La société Mia Cars fait valoir que les défauts invoqués ont été considérés par le propre expert de M. [L] comme pouvant être imputés à l'utilisation du véhicule par l'acheteur lui même au cours des 10 000 kilomètres effectués après la vente avec le véhicule litigieux. S'agissant de la découverte, au cours de l'expertise, de ce que le véhicule avait été mis en perte totale en Belgique à la suite d'un accident, elle expose que le véhicule vendu n'a jamais été identifié en France comme un véhicule accidenté, que lors de l'immatriculation française, l'ensemble des aptitudes du véhicule ont été contrôlées avant de le mettre sur le marché français et qu'en tout état de cause, ce vice ne rend pas le véhicule impropre à sa destination.
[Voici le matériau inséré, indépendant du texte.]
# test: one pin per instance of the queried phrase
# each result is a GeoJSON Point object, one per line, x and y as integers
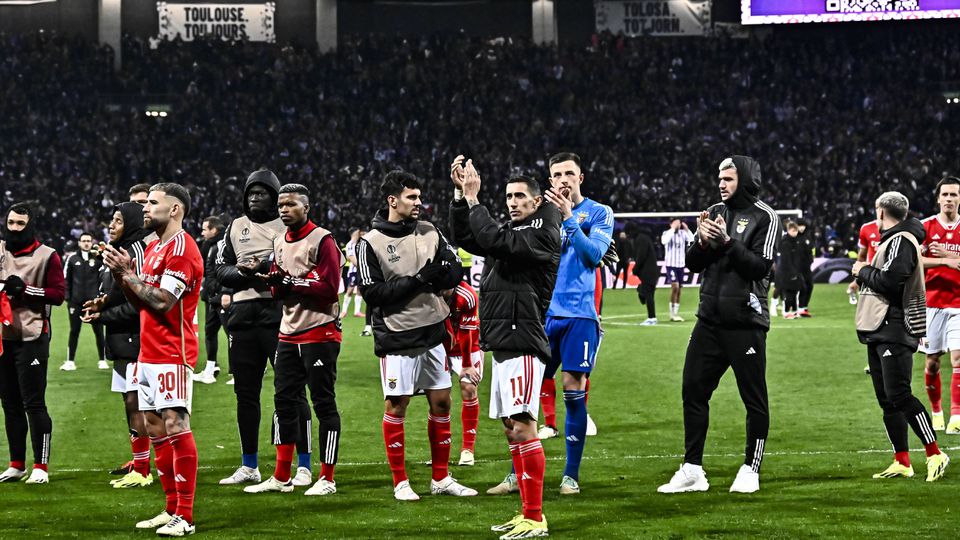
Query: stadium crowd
{"type": "Point", "coordinates": [829, 128]}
Elle conclut qu'en validant son entrée sur le marché français, les autorités françaises ont reconnu son aptitude et écarté toute existence de vices cachés.
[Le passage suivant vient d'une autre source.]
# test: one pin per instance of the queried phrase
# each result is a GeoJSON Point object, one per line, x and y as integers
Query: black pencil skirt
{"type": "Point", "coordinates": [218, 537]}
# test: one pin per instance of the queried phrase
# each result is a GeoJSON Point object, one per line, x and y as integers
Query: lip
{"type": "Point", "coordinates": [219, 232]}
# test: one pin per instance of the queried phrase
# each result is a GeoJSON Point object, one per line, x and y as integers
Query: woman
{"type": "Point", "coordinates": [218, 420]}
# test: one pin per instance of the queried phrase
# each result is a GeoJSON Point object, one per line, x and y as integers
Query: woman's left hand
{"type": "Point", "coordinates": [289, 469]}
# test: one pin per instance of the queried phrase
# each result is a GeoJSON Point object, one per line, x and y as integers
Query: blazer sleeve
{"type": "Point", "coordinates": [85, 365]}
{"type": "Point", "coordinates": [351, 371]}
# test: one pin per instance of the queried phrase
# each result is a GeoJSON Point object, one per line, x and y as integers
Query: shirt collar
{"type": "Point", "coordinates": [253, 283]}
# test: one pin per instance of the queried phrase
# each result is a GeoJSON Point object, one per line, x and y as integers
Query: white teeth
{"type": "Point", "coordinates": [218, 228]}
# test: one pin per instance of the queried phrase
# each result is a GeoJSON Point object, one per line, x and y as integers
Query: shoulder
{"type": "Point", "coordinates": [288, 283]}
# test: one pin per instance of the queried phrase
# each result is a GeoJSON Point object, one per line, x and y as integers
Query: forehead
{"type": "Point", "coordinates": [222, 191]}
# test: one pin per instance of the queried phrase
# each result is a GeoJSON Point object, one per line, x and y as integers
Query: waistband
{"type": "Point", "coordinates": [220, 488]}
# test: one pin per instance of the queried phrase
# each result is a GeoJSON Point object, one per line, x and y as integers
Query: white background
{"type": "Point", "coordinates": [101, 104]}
Aux termes de l'article 1641 du code civil, 'le vendeur est tenu de la garantie à raison des défauts cachés de la chose vendue qui la rendent impropre à l'usage auquel on la destine ou qui diminuent tellement cet usage que l'acheteur ne l'aurait pas acquise ou n'en aurait donné qu'un moindre prix , s'il les avait connus.'
Il appartient à l'acquéreur qui entend actionner la garantie de son vendeur sur le fondement des articles 1641 et suivants du code civil, de rapporter la preuve d'un vice inhérent à la chose et constituant la cause technique des défectuosités, présentant un caractère de gravité de nature à porter atteinte à l'usage attendu de la chose,existant antérieurement à la vente, au moins en l'état de germe, et n'étant, au moment de la vente, ni apparent ni connu de lui.
En l'espèce, M. [L] s'appuie exclusivement sur l'expertise réalisée par la société Sene Expertise et les annexes du rapport pour établir l'existence des nombreux défauts qui affectent le véhicule, selon lui, et d'un accident antérieur ayant conduit à une déclaration de perte totale du véhicule.
Il sera constaté cependant que la société Mia Cars n'a pas répondu à la convocation de l'expert amiable et n'a donc pas assisté aux opérations d'expertise. En tout état de cause, la convocation régulière du vendeur aux opérations d'expertise est indifférente dès lors qu'il s'agit d'une expertise diligentée par un tiers pour le compte de l'une des parties.
Si le rapport d'expertise extrajudiciaire n'est pas dépourvu de toute force probante, il est néanmoins de principe que le juge ne peut fonder sa décision sur celui-ci que pour autant qu'il soit corroboré par d'autres éléments probatoires.